Interview mit unseren Schafscherern

Seit bald 20 Jahren sind unsere Schafscherer im Frühling unterwegs.
Was motiviert sie, eine Schertour zu unternehmen, sehr früh aufzustehen, bis in den südlichsten Tessin und bis ins nördlichst gelegene Dorf der Schweiz zu fahren, Familie und Verpflichtungen für einen Tag links liegen zu lassen und einer Schweiss treibenden Arbeit nachzugehen? 

Yvan

1. Was fasziniert dich am Schafscheren?
Man kommt immer wieder auf verschiedenste Höfe, Schafställe und Umgebungen. Es ist sehr interessant, zu sehen und dazuzulernen, wie die Schafbesitzer unterschiedlich organisiert sind. 

2. Welche Schafe scherst du am liebsten?
Eindeutig die Skudden. Alle anderen Rassen sind entweder sehr schwer (gefühlt 200kg), haben viel Wollschweiss am Bauch, was die Schermaschine ziemlich strapaziert oder haben so feine, weiche Haut und viele Falten, dass es sehr schwierig ist, die Schafe nicht zu verletzen. 
Skudden zu scheren ist wie Dessert essen.

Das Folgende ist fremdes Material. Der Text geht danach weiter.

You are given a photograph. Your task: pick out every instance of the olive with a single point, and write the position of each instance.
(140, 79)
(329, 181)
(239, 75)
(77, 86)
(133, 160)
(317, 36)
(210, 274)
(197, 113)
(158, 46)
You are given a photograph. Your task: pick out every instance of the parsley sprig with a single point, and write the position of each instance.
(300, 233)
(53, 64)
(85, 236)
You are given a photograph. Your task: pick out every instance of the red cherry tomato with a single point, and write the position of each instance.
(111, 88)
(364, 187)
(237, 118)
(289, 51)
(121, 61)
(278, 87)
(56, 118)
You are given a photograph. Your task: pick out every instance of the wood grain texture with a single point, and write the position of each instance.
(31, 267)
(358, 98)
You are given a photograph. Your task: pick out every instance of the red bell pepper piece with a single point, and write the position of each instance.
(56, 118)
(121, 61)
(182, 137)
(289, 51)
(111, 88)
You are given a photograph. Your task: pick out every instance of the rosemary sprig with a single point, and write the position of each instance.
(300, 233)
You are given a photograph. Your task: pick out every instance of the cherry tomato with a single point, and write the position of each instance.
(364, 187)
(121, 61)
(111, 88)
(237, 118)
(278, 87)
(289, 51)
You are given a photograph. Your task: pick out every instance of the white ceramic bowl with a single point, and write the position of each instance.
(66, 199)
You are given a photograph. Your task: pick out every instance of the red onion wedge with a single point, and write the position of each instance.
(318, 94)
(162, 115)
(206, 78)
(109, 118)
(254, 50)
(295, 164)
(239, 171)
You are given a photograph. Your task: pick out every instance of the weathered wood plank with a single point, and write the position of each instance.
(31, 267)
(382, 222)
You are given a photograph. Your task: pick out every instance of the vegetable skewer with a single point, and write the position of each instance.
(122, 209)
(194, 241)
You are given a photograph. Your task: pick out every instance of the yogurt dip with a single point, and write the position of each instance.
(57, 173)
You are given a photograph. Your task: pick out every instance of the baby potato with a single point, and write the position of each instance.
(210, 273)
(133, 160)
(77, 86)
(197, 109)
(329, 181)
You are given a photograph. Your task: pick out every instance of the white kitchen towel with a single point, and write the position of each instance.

3. Was gefällt dir als Schafscherer gar nicht.
Wenn es regnet und die Schafe nass sind. Dann rutscht man auf der Scherplatte wie auf Seife aus. Die nasse Hose klebt an den Beinen, so dass man sich nicht richtig Bücken kann.
 
4. Was sind die schönsten Momente an einem Schurtag?
Ich geniesse vor allem die Momente: die gemeinsame Reise zum Schafschurort, zusammen Arbeiten und Pause machen, wo es immer viel zum Lachen gibt. Manchmal gibt auch eine Spezialität zum Probieren. Mmmm

Hans

1. Was fasziniert dich am Schafscheren? 
- Ganz am Anfang war die Idee, alles was mit Schafhaltung zu tun hat, selber zu erlernen. Dann kam der Ehrgeiz dazu, eine nicht ganz so einfache, körperlich anspruchsvolle Arbeit einigermassen zu beherrschen.
- Die meisten VSSZ-Mitglieder sind besonders interessante Leute. Es ist eine der wenigen Gelegenheiten, mit andern Skuddenhalter/innen Kontakt zu pflegen und sie überhaupt kennen zu lernen.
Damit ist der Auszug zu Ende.